Looks like support for reductions like `sum(abs2, A; dims=2)`

for CUSPARSE arrays was recently implemented but not yet released: CUSPARSE: Implement out-of-place reductions (#1987) · JuliaGPU/CUDA.jl@7660edc · GitHub

So you can either wait for the next release of CUDA.jl (ping @maleadt), or repurpose some of the code removed in that commit, specifically the functions highlighted here: CUSPARSE: Implement out-of-place reductions (#1987) · JuliaGPU/CUDA.jl@7660edc · GitHub

That’s the removed code; the implementation of `mapreduce`

below should be more generic.

Just FYI, there’s a couple of minor but breaking changes incoming (such as the deprecation of Julia 1.6-1.7 and CUDA 11.0-11.3), so the next release will take a while. If you desperately need a feature in a release, we can consider backporting it to the previous stable one.

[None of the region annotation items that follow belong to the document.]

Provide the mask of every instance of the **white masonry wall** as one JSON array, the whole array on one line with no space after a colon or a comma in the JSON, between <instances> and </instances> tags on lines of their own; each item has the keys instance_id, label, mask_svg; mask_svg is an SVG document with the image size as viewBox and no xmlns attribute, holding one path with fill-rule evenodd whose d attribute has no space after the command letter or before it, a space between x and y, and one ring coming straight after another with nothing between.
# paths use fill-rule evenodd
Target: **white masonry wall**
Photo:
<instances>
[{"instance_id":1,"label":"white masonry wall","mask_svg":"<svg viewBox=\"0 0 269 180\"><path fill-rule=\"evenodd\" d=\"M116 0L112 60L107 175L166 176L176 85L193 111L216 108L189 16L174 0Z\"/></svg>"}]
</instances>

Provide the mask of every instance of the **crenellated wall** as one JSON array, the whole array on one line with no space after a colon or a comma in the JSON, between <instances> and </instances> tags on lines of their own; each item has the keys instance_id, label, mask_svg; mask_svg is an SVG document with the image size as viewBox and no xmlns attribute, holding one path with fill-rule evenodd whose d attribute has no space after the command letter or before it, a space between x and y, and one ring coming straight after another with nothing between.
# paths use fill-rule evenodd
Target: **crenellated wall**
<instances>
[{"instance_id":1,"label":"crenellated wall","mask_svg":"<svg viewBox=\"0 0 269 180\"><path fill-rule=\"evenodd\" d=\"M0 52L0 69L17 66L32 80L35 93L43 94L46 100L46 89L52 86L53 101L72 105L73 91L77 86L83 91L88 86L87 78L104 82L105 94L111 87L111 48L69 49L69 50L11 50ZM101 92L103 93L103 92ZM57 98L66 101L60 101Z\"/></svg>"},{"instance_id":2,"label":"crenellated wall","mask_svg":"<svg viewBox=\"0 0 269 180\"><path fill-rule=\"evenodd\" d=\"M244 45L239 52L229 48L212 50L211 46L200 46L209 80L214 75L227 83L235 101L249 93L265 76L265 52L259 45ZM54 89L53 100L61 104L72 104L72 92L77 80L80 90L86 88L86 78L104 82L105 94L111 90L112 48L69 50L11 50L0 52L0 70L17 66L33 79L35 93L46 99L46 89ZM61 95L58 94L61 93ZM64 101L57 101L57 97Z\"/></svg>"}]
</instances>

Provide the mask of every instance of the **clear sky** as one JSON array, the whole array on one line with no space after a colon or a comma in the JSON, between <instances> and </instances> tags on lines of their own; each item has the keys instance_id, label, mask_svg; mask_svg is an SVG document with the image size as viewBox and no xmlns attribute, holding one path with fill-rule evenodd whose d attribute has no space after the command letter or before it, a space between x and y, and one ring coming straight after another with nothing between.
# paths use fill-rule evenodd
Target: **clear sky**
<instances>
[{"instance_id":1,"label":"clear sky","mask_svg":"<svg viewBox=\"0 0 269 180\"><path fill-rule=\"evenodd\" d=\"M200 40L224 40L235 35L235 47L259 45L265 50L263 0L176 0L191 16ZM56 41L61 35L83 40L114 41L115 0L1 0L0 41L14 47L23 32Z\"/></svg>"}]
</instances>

I just added the `lp/sum-dim-fix`

branch, I could use it like

```
using CUDA
using CUDA.CUSPARSE
using SparseArrays
using LinearAlgebra
function scale!(coefficients)
A = CuSparseMatrixCSR(convert(SparseArrays.SparseMatrixCSC{Float64,Int}, coefficients))
scaling_factors = 1.0 ./ sqrt.(sum(abs2, A, dims=2))
D = Diagonal(scaling_factors)
A = D * A
return A
end
m,n = 5,6
p = 0.5
x = sprand(Float64, m, n, p)
scale!(x)
```

But I am not sure; when I use the same function inside my code, I get the same error

```
WARNING: Error while freeing DeviceBuffer(223.113 KiB at 0x0000000302000000):
CUDA.CuError(code=CUDA.cudaError_enum(0x000002c5), meta=nothing)
```

That error is unrelated. The exception, `CUDA_ERROR_CONTEXT_IS_DESTROYED`

, indicates that some memory is incorrectly being freed during process teardown. If you have an MWE, please file an issue.